Un point tournant a aussi marqué le milieu des années 1990 avec les États généraux sur l’éducation, la politique de déficit zéro adoptée par les Sommets socio-économiques, et la grève des cégeps de l’automne1996. Il s’agit d’une période contradictoire incluant de belles ambitions, comme celle de hausser le taux de réussite du secondaire à 85 % des élèves de moins de 20 ans. Mais en même temps, les compressions budgétaires et la concurrence entre les établissements ont contribué à une tendance inverse. En effet, ce taux de réussite est passé de 73,7 % en 1995-1996 à 65,8 % en 2002-2003 [3]. Au post-secondaire, on demande aux cégeps et aux universités et à leurs étudiantes et étudiants d’améliorer leur « performance » tout en réduisant leurs ressources, notamment avec la récente coupure de 103 millions $ dans le régime d’aide financière et l’introduction du remboursement proportionnel au revenu (plus on est pauvre, plus on paie…).
La tendance actuelle est axée sur la privatisation, l’éducation étant présentée comme un investissement économique individuel. Les belles valeurs humanistes et démocratiques du rapport Parent semblent bien loin des préoccupations des récents gouvernements.

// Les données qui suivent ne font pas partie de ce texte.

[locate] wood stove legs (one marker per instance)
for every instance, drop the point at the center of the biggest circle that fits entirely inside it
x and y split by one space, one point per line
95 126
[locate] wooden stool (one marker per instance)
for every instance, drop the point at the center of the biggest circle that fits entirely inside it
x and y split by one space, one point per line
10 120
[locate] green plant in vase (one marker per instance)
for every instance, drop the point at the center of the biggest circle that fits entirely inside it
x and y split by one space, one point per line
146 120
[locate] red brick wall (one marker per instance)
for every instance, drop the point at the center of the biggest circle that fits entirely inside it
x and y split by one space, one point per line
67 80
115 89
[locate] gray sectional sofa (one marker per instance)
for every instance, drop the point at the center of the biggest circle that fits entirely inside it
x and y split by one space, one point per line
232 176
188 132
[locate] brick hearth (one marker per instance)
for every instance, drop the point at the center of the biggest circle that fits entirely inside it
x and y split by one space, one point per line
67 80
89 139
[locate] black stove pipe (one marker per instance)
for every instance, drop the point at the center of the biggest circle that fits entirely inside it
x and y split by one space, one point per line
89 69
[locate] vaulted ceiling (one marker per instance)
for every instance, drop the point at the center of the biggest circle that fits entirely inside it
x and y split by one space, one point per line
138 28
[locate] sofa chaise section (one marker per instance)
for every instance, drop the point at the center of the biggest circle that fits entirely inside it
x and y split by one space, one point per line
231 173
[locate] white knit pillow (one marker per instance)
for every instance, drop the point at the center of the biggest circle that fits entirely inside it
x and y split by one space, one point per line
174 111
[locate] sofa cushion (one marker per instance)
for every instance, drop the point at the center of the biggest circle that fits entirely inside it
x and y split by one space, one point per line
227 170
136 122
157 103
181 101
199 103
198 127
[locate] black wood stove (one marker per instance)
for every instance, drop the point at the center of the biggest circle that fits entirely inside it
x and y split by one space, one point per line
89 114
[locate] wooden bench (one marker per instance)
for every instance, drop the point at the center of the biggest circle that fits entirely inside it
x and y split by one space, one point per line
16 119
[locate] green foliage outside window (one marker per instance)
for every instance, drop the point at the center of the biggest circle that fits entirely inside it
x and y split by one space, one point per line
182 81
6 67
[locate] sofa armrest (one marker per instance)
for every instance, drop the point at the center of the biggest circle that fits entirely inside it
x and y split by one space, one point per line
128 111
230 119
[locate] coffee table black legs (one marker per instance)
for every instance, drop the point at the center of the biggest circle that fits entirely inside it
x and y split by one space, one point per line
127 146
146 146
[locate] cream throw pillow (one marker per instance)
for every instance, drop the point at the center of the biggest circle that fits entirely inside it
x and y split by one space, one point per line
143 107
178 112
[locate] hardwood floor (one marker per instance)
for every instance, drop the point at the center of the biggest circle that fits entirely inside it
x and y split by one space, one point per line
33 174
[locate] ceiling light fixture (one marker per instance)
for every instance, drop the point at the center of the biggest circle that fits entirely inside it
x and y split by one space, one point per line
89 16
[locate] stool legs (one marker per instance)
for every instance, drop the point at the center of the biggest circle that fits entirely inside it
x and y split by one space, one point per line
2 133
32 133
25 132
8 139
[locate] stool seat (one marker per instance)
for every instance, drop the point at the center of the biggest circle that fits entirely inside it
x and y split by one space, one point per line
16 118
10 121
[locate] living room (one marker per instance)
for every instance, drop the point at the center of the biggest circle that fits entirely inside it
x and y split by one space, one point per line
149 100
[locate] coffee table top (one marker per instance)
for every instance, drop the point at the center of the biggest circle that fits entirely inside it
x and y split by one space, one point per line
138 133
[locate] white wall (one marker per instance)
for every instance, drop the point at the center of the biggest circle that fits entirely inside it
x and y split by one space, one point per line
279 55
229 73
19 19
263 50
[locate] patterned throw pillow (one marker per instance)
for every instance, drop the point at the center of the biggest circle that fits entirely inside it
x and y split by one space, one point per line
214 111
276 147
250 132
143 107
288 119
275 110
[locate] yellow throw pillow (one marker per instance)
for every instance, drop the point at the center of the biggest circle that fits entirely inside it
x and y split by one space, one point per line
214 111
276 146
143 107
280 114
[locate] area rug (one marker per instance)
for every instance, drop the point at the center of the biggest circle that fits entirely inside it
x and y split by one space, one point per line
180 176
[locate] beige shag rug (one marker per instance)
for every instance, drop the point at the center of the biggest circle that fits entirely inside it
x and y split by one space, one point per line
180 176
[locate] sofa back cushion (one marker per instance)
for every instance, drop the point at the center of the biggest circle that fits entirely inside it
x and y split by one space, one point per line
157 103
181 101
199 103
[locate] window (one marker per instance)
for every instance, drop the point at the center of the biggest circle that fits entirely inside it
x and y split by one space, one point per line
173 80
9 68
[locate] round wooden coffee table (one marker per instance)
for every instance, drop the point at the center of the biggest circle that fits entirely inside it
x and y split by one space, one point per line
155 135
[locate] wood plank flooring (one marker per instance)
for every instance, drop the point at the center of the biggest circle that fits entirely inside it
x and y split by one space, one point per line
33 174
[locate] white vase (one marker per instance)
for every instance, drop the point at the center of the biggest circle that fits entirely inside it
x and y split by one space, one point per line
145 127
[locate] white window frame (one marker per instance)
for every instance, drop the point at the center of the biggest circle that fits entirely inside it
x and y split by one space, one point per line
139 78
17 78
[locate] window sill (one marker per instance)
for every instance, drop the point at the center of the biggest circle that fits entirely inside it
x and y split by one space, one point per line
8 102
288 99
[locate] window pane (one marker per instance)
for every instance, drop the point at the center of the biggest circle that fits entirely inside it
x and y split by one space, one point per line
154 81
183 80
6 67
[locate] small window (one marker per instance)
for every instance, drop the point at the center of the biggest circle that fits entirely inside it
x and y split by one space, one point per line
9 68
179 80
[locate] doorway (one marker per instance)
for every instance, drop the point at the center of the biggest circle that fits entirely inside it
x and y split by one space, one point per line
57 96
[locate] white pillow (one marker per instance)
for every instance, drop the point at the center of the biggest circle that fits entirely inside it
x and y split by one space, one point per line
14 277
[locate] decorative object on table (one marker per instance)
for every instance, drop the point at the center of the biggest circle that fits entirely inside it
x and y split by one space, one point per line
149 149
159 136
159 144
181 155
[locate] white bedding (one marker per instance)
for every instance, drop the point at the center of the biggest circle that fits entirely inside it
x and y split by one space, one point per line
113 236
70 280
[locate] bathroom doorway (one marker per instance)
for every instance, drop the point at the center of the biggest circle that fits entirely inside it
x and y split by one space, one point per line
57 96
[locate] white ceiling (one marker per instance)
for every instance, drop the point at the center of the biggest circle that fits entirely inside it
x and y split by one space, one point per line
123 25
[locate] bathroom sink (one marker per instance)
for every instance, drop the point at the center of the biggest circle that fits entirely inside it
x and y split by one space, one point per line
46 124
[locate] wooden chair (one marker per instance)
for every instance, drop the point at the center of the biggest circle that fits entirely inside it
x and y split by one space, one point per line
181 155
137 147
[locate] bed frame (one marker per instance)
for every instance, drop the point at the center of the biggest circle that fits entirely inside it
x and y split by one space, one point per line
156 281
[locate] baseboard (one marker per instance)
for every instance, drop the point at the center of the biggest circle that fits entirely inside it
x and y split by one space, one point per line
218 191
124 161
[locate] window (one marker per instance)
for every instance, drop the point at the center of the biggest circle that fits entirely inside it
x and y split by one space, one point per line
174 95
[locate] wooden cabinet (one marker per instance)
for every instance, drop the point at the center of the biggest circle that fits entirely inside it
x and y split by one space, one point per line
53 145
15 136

Il appartient au mouvement syndical, au mouvement étudiant et à la gauche de remettre ces idées sur le devant de la scène et de reprendre l’offensive.
[1] Linteau, Durocher, Robert, Ricard, Histoire du Québec contemporain : Le Québec depuis 1930, Boréal, 1986.
[2] Pierre Bélanger, Le mouvement étudiant québécois : son passé, ses revendications et ses luttes, ANEEQ, 1983.
[3] Jocelyn Berthelot, « Une mauvaise passe pour l’école publique », revue Options, no 23, CSQ, hiver 2005.